In this challenge, the University of Lausanne team won 1st place for hippocampus segmentation and 3rd place for basal ganglia segmentation, using an innovative approach based on synthetic and simulated MRI data to enhance performance under complex imaging conditions.

“Competing with participants from top universities around the world and industry, these are remarkable results in the fast-moving field of AI for medicine, which demonstrates the cutting-edge skills of our teams, and the strategic importance of public science funding in Switzerland”, said Dr Jonas Richiardi, Head of the CIBM Data Science CHUV-HUG Imaging for Precision Medicine Section & Director of the Translational Machine Learning Laboratory, Department of Medical Radiology, CHUV

These innovative approaches mark a major milestone toward the future of medical imaging.

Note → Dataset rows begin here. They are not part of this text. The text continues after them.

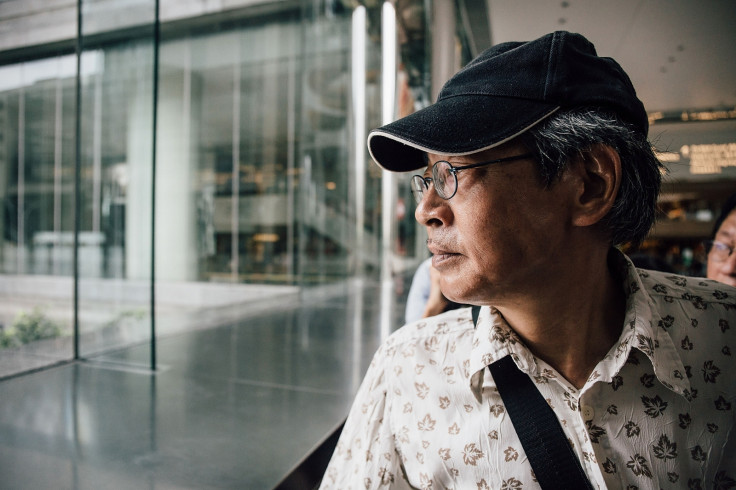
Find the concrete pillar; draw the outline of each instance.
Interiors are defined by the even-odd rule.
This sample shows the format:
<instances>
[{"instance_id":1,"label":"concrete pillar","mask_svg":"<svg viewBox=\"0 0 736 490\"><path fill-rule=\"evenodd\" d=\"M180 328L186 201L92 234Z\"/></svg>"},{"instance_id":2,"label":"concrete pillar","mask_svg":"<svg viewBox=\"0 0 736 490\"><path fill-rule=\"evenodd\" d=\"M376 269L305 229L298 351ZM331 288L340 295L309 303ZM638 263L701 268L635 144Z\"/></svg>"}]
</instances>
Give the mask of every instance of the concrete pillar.
<instances>
[{"instance_id":1,"label":"concrete pillar","mask_svg":"<svg viewBox=\"0 0 736 490\"><path fill-rule=\"evenodd\" d=\"M191 111L190 71L162 70L156 148L156 279L197 279L193 146L198 118ZM199 85L199 84L196 84ZM128 121L130 185L126 203L126 269L131 279L150 276L150 92L135 98Z\"/></svg>"}]
</instances>

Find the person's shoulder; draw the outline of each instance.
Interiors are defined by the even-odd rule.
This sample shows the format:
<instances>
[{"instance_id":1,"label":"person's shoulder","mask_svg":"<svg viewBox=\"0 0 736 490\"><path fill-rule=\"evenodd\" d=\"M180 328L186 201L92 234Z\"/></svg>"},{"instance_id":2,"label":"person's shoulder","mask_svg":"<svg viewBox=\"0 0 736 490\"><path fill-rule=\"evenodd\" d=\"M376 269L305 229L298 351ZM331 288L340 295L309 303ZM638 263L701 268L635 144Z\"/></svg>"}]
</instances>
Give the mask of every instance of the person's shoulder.
<instances>
[{"instance_id":1,"label":"person's shoulder","mask_svg":"<svg viewBox=\"0 0 736 490\"><path fill-rule=\"evenodd\" d=\"M696 308L720 305L736 314L736 288L712 279L690 277L670 272L637 269L642 285L653 297L668 303L691 302Z\"/></svg>"},{"instance_id":2,"label":"person's shoulder","mask_svg":"<svg viewBox=\"0 0 736 490\"><path fill-rule=\"evenodd\" d=\"M435 337L449 340L472 331L473 315L470 308L457 308L429 318L409 322L393 332L384 341L384 349L422 342Z\"/></svg>"}]
</instances>

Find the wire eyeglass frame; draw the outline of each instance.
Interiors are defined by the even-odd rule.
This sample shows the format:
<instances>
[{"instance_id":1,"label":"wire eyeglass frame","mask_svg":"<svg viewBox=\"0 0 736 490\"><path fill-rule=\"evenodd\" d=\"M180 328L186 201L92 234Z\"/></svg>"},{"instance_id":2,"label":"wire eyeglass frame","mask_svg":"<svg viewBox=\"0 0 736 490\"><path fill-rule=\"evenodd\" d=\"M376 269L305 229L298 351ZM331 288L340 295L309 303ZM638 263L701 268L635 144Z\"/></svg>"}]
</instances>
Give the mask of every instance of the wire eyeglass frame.
<instances>
[{"instance_id":1,"label":"wire eyeglass frame","mask_svg":"<svg viewBox=\"0 0 736 490\"><path fill-rule=\"evenodd\" d=\"M513 162L515 160L524 160L526 158L532 158L532 153L524 153L521 155L513 155L510 157L497 158L496 160L488 160L486 162L472 163L470 165L463 165L462 167L454 167L447 160L439 160L432 165L432 177L424 177L423 175L414 175L411 178L411 193L414 196L414 200L417 204L422 202L424 193L429 190L429 184L434 184L434 190L437 191L437 195L442 199L450 200L455 194L457 194L457 173L461 170L467 170L471 168L484 167L486 165L493 165L494 163ZM442 173L441 173L442 172ZM452 180L450 180L450 176ZM450 185L452 192L447 192L447 185Z\"/></svg>"}]
</instances>

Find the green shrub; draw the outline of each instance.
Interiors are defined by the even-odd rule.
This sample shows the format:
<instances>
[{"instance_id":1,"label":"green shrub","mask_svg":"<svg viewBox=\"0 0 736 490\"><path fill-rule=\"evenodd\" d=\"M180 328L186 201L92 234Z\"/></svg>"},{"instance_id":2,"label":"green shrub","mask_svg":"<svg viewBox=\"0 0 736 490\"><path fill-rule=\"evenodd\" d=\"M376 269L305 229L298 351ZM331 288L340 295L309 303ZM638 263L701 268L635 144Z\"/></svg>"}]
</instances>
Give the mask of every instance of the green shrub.
<instances>
[{"instance_id":1,"label":"green shrub","mask_svg":"<svg viewBox=\"0 0 736 490\"><path fill-rule=\"evenodd\" d=\"M18 347L41 339L53 339L61 335L61 327L48 318L43 309L36 307L22 311L8 329L0 332L0 348Z\"/></svg>"}]
</instances>

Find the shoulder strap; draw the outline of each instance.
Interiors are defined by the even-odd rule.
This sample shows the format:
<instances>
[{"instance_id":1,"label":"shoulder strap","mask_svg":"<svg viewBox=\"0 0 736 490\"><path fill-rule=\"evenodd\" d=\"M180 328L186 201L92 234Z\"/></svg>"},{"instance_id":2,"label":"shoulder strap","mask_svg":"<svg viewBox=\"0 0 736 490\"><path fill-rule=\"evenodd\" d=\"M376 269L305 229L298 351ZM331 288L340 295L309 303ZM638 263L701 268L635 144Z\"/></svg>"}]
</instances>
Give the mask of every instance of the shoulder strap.
<instances>
[{"instance_id":1,"label":"shoulder strap","mask_svg":"<svg viewBox=\"0 0 736 490\"><path fill-rule=\"evenodd\" d=\"M480 307L474 306L475 323L479 313ZM510 355L489 368L539 485L544 490L592 490L557 416L529 375Z\"/></svg>"}]
</instances>

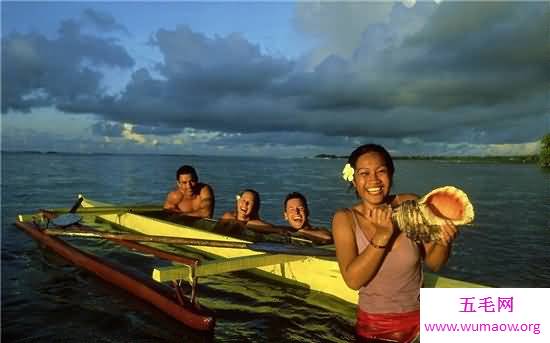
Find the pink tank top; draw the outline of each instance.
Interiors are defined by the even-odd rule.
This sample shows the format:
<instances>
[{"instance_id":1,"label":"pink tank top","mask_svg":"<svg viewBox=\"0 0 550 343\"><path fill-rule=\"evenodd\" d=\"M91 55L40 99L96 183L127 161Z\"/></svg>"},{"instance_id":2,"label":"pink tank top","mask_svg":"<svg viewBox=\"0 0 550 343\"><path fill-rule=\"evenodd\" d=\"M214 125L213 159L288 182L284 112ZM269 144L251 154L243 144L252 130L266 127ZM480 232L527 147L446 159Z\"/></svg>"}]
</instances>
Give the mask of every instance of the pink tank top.
<instances>
[{"instance_id":1,"label":"pink tank top","mask_svg":"<svg viewBox=\"0 0 550 343\"><path fill-rule=\"evenodd\" d=\"M370 244L359 227L356 214L353 231L360 254ZM403 313L420 308L422 264L415 242L404 234L397 236L394 247L386 254L376 275L359 289L359 308L367 313Z\"/></svg>"}]
</instances>

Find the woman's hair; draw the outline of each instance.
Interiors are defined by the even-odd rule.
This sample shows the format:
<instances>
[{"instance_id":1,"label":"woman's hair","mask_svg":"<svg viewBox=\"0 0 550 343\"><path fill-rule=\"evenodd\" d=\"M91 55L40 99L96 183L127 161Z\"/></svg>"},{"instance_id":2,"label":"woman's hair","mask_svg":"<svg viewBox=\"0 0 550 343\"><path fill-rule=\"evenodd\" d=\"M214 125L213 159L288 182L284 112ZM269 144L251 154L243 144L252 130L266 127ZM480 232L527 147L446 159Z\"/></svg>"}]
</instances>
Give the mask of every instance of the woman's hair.
<instances>
[{"instance_id":1,"label":"woman's hair","mask_svg":"<svg viewBox=\"0 0 550 343\"><path fill-rule=\"evenodd\" d=\"M252 193L252 195L254 196L254 206L252 207L252 211L250 212L250 218L251 219L259 219L260 218L260 193L256 192L253 189L247 188L247 189L243 189L242 191L237 193L237 195L239 197L242 197L243 194L247 193L247 192ZM237 213L238 213L237 208L239 206L239 201L238 200L236 201L235 206L237 206L235 208L235 216L236 216Z\"/></svg>"},{"instance_id":2,"label":"woman's hair","mask_svg":"<svg viewBox=\"0 0 550 343\"><path fill-rule=\"evenodd\" d=\"M307 200L306 200L306 197L302 194L302 193L298 193L298 192L292 192L292 193L288 193L285 197L285 202L283 203L283 211L286 212L286 204L288 203L288 201L290 199L300 199L302 200L302 203L304 204L304 208L306 210L306 216L309 215L309 208L307 207Z\"/></svg>"},{"instance_id":3,"label":"woman's hair","mask_svg":"<svg viewBox=\"0 0 550 343\"><path fill-rule=\"evenodd\" d=\"M393 177L393 172L395 171L395 168L393 166L393 159L391 158L390 153L383 146L378 144L363 144L357 149L353 150L351 155L349 155L348 163L353 167L353 169L355 169L355 165L357 164L357 160L359 159L359 157L369 152L377 152L382 156L386 167L388 167L390 176Z\"/></svg>"}]
</instances>

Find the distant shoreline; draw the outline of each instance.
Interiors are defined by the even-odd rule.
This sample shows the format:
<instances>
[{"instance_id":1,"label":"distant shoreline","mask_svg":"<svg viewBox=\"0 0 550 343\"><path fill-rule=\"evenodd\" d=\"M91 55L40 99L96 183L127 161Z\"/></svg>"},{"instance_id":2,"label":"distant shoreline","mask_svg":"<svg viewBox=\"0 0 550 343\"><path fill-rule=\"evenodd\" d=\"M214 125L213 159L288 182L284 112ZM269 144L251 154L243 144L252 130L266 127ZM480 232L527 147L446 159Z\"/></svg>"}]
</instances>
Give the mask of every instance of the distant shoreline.
<instances>
[{"instance_id":1,"label":"distant shoreline","mask_svg":"<svg viewBox=\"0 0 550 343\"><path fill-rule=\"evenodd\" d=\"M152 153L108 153L108 152L63 152L63 151L13 151L2 150L1 154L36 154L36 155L73 155L73 156L174 156L174 157L225 157L216 155L186 155L186 154L152 154ZM242 157L242 156L230 156ZM258 156L250 156L258 157ZM296 157L300 158L300 157ZM314 159L347 159L348 156L338 156L331 154L318 154ZM413 160L413 161L447 161L456 163L511 163L511 164L535 164L538 162L538 155L519 155L519 156L394 156L394 160Z\"/></svg>"},{"instance_id":2,"label":"distant shoreline","mask_svg":"<svg viewBox=\"0 0 550 343\"><path fill-rule=\"evenodd\" d=\"M314 158L320 159L347 159L348 156L338 156L330 154L315 155ZM448 162L482 162L482 163L537 163L537 155L523 156L394 156L394 160L414 160L414 161L448 161Z\"/></svg>"}]
</instances>

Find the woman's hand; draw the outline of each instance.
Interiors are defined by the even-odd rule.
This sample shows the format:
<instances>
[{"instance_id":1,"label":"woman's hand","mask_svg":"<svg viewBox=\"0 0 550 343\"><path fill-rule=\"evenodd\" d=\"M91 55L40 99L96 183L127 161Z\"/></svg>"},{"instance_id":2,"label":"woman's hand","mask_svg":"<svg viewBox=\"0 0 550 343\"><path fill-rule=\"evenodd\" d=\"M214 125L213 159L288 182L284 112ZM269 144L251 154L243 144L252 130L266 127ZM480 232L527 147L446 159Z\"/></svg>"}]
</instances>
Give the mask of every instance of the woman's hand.
<instances>
[{"instance_id":1,"label":"woman's hand","mask_svg":"<svg viewBox=\"0 0 550 343\"><path fill-rule=\"evenodd\" d=\"M451 253L451 243L457 236L458 230L450 221L446 221L441 225L441 239L424 243L424 249L426 251L426 257L424 261L428 268L437 272L440 270L449 259Z\"/></svg>"},{"instance_id":2,"label":"woman's hand","mask_svg":"<svg viewBox=\"0 0 550 343\"><path fill-rule=\"evenodd\" d=\"M386 243L392 237L395 229L391 220L391 207L376 207L368 209L366 213L367 220L374 226L376 233L374 234L377 240L383 240Z\"/></svg>"},{"instance_id":3,"label":"woman's hand","mask_svg":"<svg viewBox=\"0 0 550 343\"><path fill-rule=\"evenodd\" d=\"M441 239L436 241L437 245L447 247L455 240L458 234L456 226L450 221L445 221L445 224L441 225Z\"/></svg>"}]
</instances>

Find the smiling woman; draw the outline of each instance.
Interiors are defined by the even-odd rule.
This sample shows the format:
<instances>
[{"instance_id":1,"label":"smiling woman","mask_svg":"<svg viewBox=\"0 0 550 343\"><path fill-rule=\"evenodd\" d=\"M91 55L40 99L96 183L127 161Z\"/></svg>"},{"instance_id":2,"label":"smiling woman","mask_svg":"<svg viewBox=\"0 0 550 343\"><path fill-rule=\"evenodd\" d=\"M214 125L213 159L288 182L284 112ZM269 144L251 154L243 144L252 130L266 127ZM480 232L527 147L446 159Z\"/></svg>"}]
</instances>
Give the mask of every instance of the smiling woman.
<instances>
[{"instance_id":1,"label":"smiling woman","mask_svg":"<svg viewBox=\"0 0 550 343\"><path fill-rule=\"evenodd\" d=\"M253 189L245 189L235 196L235 210L225 212L221 219L233 219L252 226L272 226L260 218L260 194Z\"/></svg>"},{"instance_id":2,"label":"smiling woman","mask_svg":"<svg viewBox=\"0 0 550 343\"><path fill-rule=\"evenodd\" d=\"M356 333L364 339L411 342L420 329L422 261L438 270L456 236L452 223L441 225L441 240L417 243L392 222L392 208L416 200L414 194L390 194L394 164L382 146L355 149L343 177L359 203L334 215L332 233L340 272L359 290Z\"/></svg>"}]
</instances>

They pave the way for faster diagnostics, personalized treatments, and broader access to high-quality imaging, even in regions with limited resources.

Winning teams

FOMO2025 and SSL3D Challenges

Dr. Pedro M. Gordaliza¹², Dr. Jaume Banus Cobo³, Nataliia Molchanova²⁵, Maxence Wynen⁶, Benoit Gérin⁶, Prof. Meritxell Bach Cuadra¹², Dr. Jonas Richiardi³⁴

LISA 2025 Challenge

Vladyslav Zalevskyi¹², Dr. Thomas Sanchez¹², Busra Bulut¹², Prof. Meritxell Bach Cuadra¹²

Affiliations

¹ CIBM Center for Biomedical Imaging – Signal Processing CHUV-UNIL, Trustworthy Medical Image Analysis Section

² Medical Image Analysis Laboratory, Faculty of Biology and Medicine, UNIL

³ Translational Machine Learning Laboratory, Department of Medical Radiology – CHUV

⁴ CIBM Center for Biomedical Imaging – Data Science CHUV-HUG, Imaging for Precision Medicine Section

⁵ University of Applied Sciences and Arts Western Switzerland (HES-SO)

⁶ Université Catholique de Louvain

The winning teams express their gratitude to the challenge organizers and funding bodies, including the Swiss National Science Foundation (SNSF) and the Responsible AI program of the Hasler Stiftung.